Kruzhka (Кружка) is a chain of restaurants in Moscow serving beer.

==Style==
Kruzhka restaurants can usually be identified outside by their orange КРУЖКА signs, which are often illuminated.

===Advertising===
In late 2005, a television advert was created to highlight the advantages of going to Kruzhka for Russian football fans. The ad shows a Russian man excitedly returning home to watch an important match (clips show Russia's 1 - 0 victory over Wales at the Millennium Stadium which meant Russia qualified for Euro 2004). However, he finds both of the televisions in his flat are already in use; his wife is tearfully watching a soap opera, while his daughter is jumping around watching a t.A.T.u. concert. The punchline of the ad is that he can watch the match at Kruzhka.

==Menu==
The majority of items available at Kruzhka are relatively cheap. Kruzhka attempted to cash-in on the fashion for Japanese food in Moscow by putting sushi on the menu at its Arbat Restaurant in December 2004. However, this item was removed from the menu a year later.

===Service===

Kruzhka are not fast food restaurants like McDonald's or KFC, nor are they self-service "cafeteria" style restaurants, which can be found at places like Kaferii and Moo-Moo and were common in Soviet times. Instead orders are taken by orange t-shirt wearing waiters and waitresses and food is served at your table. Menus are available in English as well as Russian.

==Locations==

The first Kruzhka opened in Konkovo in April 2002. From there it spread throughout Moscow and has recently begun expanding into the Moscow suburbs.
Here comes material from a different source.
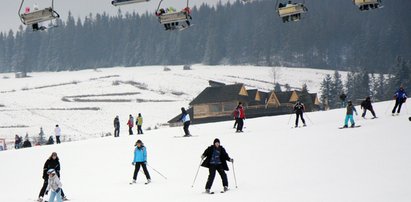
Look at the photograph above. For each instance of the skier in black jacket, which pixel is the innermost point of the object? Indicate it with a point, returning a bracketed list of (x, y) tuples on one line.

The chain now has over 20 locations. This kind of expansion has been experienced by other restaurants chains, as the popularity of eating out in Moscow has increased dramatically. Despite arguably being slightly down market of other restaurant chains such as Moo-Moo), many Kruzhka can be found in surprisingly prime locations. For example, there is one on the Arbat and another very close to Lokomotiv Stadium. In March 2006, a large Kruzhka opened at Ploshchad Revolutsii, about 200 metres from Red Square. In a move that seems targeted to the many tourists present in the area. Many Kruzhka are close to metro stations. This, together with their distinctive signs, give the restaurants a ubiquitous presence in the city.